My plotting library here is Altair. It interops with my website framework, fastpages, to print interactive charts in the reader's browser. Unfortunately, doing this can have a heavy load on the browser, and so Altair limits the maximum data points in a graph to 5,000.

I have other options for creating a huge graph of 500,000 books, but for now I'll take slices of the full dataframe and get an idea of their shape and texture of the data.

import pandas as pd
import altair as alt
full_df = pd.read_csv(f'../../records/books-with-salesrank.csv', low_memory=False).drop(columns='Unnamed: 0')

Highly-reviewed books

Because there are so many books in here, I'm going to sort them by text_reviews_count, and take the most-reviewed slice to start. That way I should be able to recognize some of the titles.

sorted_df = full_df.sort_values(by='text_reviews_count', ascending=False)

plotting_df = sorted_df.set_index(o for o in range(len(sorted_df))).loc[:4999]
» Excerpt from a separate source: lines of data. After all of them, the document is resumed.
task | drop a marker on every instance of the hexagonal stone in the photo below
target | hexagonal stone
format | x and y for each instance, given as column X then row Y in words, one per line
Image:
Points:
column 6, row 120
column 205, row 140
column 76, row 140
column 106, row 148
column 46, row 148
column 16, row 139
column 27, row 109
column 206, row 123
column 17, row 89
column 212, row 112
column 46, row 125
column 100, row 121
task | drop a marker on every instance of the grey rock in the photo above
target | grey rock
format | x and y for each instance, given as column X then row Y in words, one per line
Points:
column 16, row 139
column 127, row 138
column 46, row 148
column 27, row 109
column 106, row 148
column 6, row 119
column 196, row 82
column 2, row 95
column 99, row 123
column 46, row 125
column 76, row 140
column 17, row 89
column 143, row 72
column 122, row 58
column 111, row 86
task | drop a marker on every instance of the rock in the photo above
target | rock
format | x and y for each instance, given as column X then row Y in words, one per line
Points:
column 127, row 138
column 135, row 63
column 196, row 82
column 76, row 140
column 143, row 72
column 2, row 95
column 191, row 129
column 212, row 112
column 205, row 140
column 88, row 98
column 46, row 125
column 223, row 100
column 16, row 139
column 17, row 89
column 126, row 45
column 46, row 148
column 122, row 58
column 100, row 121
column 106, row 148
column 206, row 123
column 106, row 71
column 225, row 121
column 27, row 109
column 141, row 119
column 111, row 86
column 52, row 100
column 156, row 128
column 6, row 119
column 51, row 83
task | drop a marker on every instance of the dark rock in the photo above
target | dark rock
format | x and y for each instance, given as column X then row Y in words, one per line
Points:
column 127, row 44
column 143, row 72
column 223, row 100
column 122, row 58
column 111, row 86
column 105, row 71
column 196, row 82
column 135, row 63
The following code sets up a chart in Altair. Like I said, I'm using this library because it works by default with fastpages. But it's a quite nice tool, actually. It's a declarative plotting tool, rather than an imperative one. You tell it which variables to encode to which visual information channels, and it figures out the details.

plotting_chart = alt.Chart(plotting_df).mark_point().encode(
    x = alt.X('rank',  
          scale=alt.Scale(type='log', reverse=True), 
         ),
    y = alt.Y('text_reviews_count',
          scale=alt.Scale(type='log'), 
             ),
    color = alt.Color('average_rating', 
                    scale=alt.Scale(scheme='yellowgreenblue')),
    tooltip = ['title_gr', 'author_name', 'publication_year', 'category', 'rank']
).properties(
    width = 640,
    height = 640
).interactive()

# Drawing some lines at the mean of each scale, to make quadrants
x_line = alt.Chart(pd.DataFrame({'x': [int(plotting_df['rank'].mean())]})).mark_rule().encode(x='x')
y_line = alt.Chart(pd.DataFrame({'y': [int(plotting_df['text_reviews_count'].mean())]})).mark_rule().encode(y='y')

plotting_chart + x_line + y_line